Cook lasagna noodles in a large pot of boiling water with 1 tbsp. salt for 8-10 minutes. Rinse under cold water and set aside.

To prepare filling. Combine defrosted spinach,eggs, ricotta, parmesan and spices mix well.


Lay out each lasagna strip place a few tablespoons of spinach cheese mixture and roll up. (Make sure to keep edges clean for a beautiful presentation). Follow with remaining lasagna noodles. Pour some marinara sauce on the bottom of your baking dish. Add each lasagna roll up on top of marinara sauce and make sure pasta fits snugly in the pan. Finish with remaining marinara sauce and sprinkle mozzarella cheese on top.

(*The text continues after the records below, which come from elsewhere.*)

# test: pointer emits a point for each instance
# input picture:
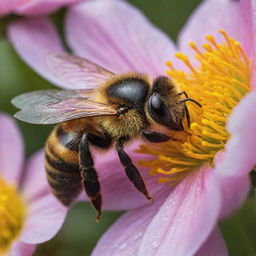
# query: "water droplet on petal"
(122, 246)
(155, 244)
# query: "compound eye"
(158, 110)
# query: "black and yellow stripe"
(62, 164)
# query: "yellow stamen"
(12, 214)
(220, 82)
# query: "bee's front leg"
(131, 170)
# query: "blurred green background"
(80, 233)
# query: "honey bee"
(112, 110)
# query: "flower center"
(12, 214)
(219, 83)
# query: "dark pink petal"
(187, 217)
(34, 39)
(34, 181)
(45, 217)
(11, 150)
(7, 6)
(117, 191)
(41, 7)
(22, 249)
(235, 17)
(214, 245)
(124, 237)
(117, 36)
(240, 157)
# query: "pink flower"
(32, 7)
(212, 166)
(29, 213)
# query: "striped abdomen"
(62, 164)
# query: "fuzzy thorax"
(220, 81)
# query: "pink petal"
(34, 39)
(45, 217)
(117, 36)
(7, 6)
(235, 17)
(214, 245)
(22, 249)
(11, 150)
(234, 188)
(117, 191)
(124, 237)
(240, 157)
(41, 7)
(234, 192)
(186, 218)
(34, 181)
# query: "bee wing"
(54, 106)
(77, 71)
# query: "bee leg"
(156, 137)
(131, 171)
(89, 175)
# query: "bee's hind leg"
(89, 175)
(131, 170)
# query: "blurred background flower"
(28, 80)
(32, 7)
(29, 213)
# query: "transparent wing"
(77, 71)
(54, 106)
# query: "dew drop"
(122, 246)
(138, 235)
(155, 244)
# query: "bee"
(112, 110)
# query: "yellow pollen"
(219, 82)
(12, 214)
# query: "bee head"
(163, 114)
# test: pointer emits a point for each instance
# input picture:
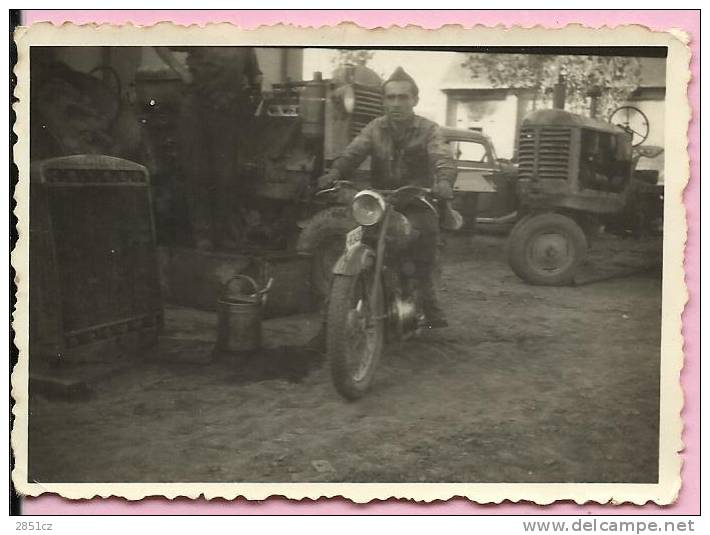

Bake at 350 degrees covered for 20 minutes. then uncover and bake additional 10 minutes.

Friday, May 18, 2012

Chocolate Hazelnut Cheesecake Truffles

Day #2 of Cheesecake Truffle Madness, here we go!

This truffle has a combination of white and milk chocolate. I know like one ain't enough? Please don't forget the sweet delicate cream cheese filling, and the crunchy hazelnuts. Play around with the combinations, another one of my favorites is adding some creamy peanut butter instead of the white chocolate in the filling. Finishing it off with some salted peanuts on the chocolate shell.

What is your favorite truffle combination?


Chocolate Hazelnut Cheesecake Truffles
12 oz. Cream Cheese
6 oz. white chocolate, melted
2 tbsp. heavy cream
1 tsp. vanilla extract
3/4 cup powdered sugar

Garnish
chopped toasted hazelnuts
Milk chocolate, melted

Combine in mixing bowl cream cheese, vanilla extract and powdered sugar; mix until creamy and smooth. Add heavy cream to melted white chocolate mixture and add to cheese mixture. Place mixture in the freezer for 5-6 hours or overnight to harden.

Prepare a parchment lined baking sheet set aside.

Using a small ice cream scoop or melon baller, scoop mixture and place on parchment lined baking sheet. To smooth out the truffles dampen your wands with a drop of water and smooth out any rough edges. Place back in the freezer for a few hours or overnight.

Dip each truffle into melted milk chocolate, then add some chopped hazelnuts. Store in refrigerator in air tight container until ready to serve.